Damià Vidal confesó durante la instrucción del caso Bitel-II que se había metido en una loca espiral vital y que no podía parar de gastar dinero.

Por eso su elevado sueldo de gerente de la empresa pública de informática de la Comunidad Autónoma, sus dietas y sus gastos de representación le resultaban insuficientes. Empezó así, tímidamente, como reseña el Tribunal Supremo, a subirse los emolumentos alegando que el consejo de administración de Bitel se lo permitía.

Luego tiró de la tarjeta de la empresa, primero con cierta mesura y después sin ningún tipo de control: billetes de avión, gasolina para su coche y para su barco, plantas, restaurantes, compras en el hipermercado, etc.

También sacó grandes sumas en efectivo, en ocasiones hasta 3.000 euros en cajeros de Alcúdia, donde residía durante los fines de semana.
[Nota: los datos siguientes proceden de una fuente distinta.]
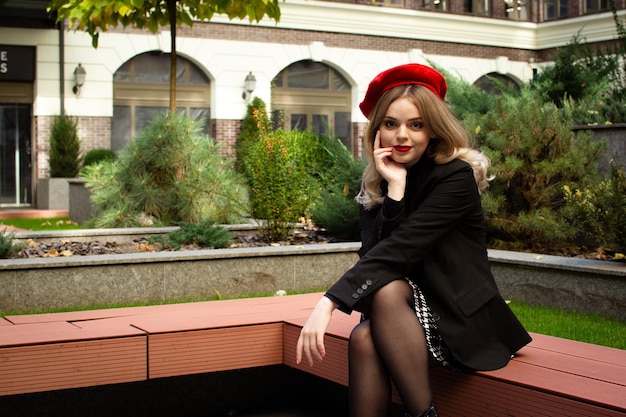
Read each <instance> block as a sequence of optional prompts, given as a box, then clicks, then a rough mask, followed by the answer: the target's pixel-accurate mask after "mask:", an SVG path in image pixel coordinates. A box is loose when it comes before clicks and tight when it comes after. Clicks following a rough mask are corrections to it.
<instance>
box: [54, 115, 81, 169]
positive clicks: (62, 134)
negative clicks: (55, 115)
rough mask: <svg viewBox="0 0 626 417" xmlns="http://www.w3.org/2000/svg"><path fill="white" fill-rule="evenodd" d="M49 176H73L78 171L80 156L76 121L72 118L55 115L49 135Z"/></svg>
mask: <svg viewBox="0 0 626 417" xmlns="http://www.w3.org/2000/svg"><path fill="white" fill-rule="evenodd" d="M49 162H50V177H53V178H74V177H76V176H77V175H78V173H79V172H80V167H81V163H82V157H81V154H80V139H79V138H78V130H77V123H76V120H74V118H72V117H70V116H67V115H62V116H57V117H55V119H54V122H53V123H52V134H51V136H50V160H49Z"/></svg>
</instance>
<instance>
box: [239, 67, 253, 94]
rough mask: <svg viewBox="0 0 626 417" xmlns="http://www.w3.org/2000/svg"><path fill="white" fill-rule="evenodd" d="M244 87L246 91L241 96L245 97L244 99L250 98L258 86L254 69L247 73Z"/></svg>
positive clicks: (245, 90)
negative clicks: (253, 70)
mask: <svg viewBox="0 0 626 417" xmlns="http://www.w3.org/2000/svg"><path fill="white" fill-rule="evenodd" d="M243 88H244V90H245V91H244V92H243V94H242V95H241V98H243V99H244V100H250V97H252V92H253V91H254V89H255V88H256V77H255V76H254V75H253V74H252V71H250V72H249V73H248V75H246V79H245V80H244V82H243Z"/></svg>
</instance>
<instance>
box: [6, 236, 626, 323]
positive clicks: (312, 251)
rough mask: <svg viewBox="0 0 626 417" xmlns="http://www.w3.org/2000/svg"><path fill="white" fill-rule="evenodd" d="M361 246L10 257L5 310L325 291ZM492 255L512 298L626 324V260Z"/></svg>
mask: <svg viewBox="0 0 626 417" xmlns="http://www.w3.org/2000/svg"><path fill="white" fill-rule="evenodd" d="M120 230H122V229H120ZM144 231H145V230H144ZM75 232H83V233H86V232H87V231H75ZM92 232H93V231H92ZM103 232H106V233H109V234H112V233H114V232H115V230H114V229H110V230H108V231H103ZM117 232H118V233H119V230H118V231H117ZM160 232H161V233H163V232H164V230H160ZM134 236H135V237H136V236H137V231H136V230H135V235H134ZM22 237H23V236H22ZM90 238H91V239H93V236H91V237H90ZM359 247H360V244H359V243H331V244H317V245H304V246H284V247H261V248H239V249H215V250H200V251H181V252H156V253H138V254H137V253H134V254H123V255H97V256H83V257H78V256H77V257H67V258H60V257H59V258H34V259H13V260H3V261H2V263H0V312H2V313H7V312H9V311H24V310H33V309H52V308H70V307H72V308H73V307H86V306H107V305H119V304H128V303H154V302H173V301H183V300H184V301H193V300H199V299H206V298H211V297H216V296H221V297H236V296H254V295H260V294H271V293H274V292H276V291H278V290H285V291H287V292H288V293H294V292H312V291H323V290H325V289H327V288H328V287H330V286H331V285H332V284H333V283H334V282H335V281H336V280H337V279H338V278H339V277H340V276H341V275H342V274H343V273H344V272H345V271H346V270H348V269H349V268H350V267H351V266H352V265H353V264H354V263H355V262H356V261H357V260H358V253H357V251H358V249H359ZM489 258H490V262H491V265H492V270H493V273H494V276H495V278H496V281H497V283H498V286H499V288H500V291H501V292H502V294H503V296H504V297H505V298H509V299H514V300H523V301H526V302H527V303H529V304H538V305H547V306H552V307H558V308H563V309H568V310H577V311H581V312H588V313H597V314H600V315H603V316H607V317H615V318H618V319H620V320H622V321H626V264H624V263H617V262H609V261H594V260H588V259H577V258H563V257H555V256H544V255H537V254H528V253H519V252H508V251H496V250H492V251H489Z"/></svg>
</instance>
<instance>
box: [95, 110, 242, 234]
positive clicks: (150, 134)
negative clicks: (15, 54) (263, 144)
mask: <svg viewBox="0 0 626 417" xmlns="http://www.w3.org/2000/svg"><path fill="white" fill-rule="evenodd" d="M201 128H202V126H201V124H200V123H199V122H196V121H194V120H192V119H189V118H187V117H185V116H183V115H179V114H176V113H161V114H159V115H157V117H156V118H155V119H154V120H153V121H152V122H151V123H150V124H149V125H148V126H147V127H146V128H145V129H144V130H143V131H141V132H140V133H139V134H138V135H137V136H136V137H135V139H134V140H133V141H132V142H131V144H130V145H129V146H128V147H126V148H124V149H122V150H121V151H120V152H119V155H118V158H117V159H115V160H113V161H103V162H100V163H97V164H94V165H91V166H88V167H86V168H85V170H84V172H83V177H84V178H85V179H86V180H87V186H88V187H91V188H92V203H93V212H92V215H93V217H92V223H93V226H94V227H98V228H104V227H132V226H137V225H145V224H144V223H146V222H148V224H149V223H152V224H162V225H175V224H178V223H180V222H190V223H200V222H202V221H203V220H206V219H212V220H214V221H215V222H217V223H221V224H226V223H233V222H239V221H241V217H242V216H244V215H246V214H248V201H247V189H246V187H245V182H244V180H243V178H241V176H240V175H237V173H236V172H235V170H234V168H233V166H232V164H231V162H230V161H228V160H225V159H223V158H222V157H220V156H219V154H218V152H217V145H216V144H215V143H214V142H213V141H212V140H211V139H210V138H209V137H207V136H204V135H202V134H201Z"/></svg>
No obstante, el principal método de la importante defraudación lo constituían los contratos autorizados por Vidal a las empresas privadas de sus cómplices, un grupito de jóvenes informáticos, por varios cientos de miles de euros y a cambio de informes plagiados, descargados de Internet o de nada.

Frente a las alegaciones de la defensa de Damià Vidal de que Bitel no era una empresa pública, con lo que habrían desaparecido los delitos de malversación, fraude a la Administración y cohecho, el Supremo corta de raíz los argumentos: era una empresa pública y su gerente era un funcionario público.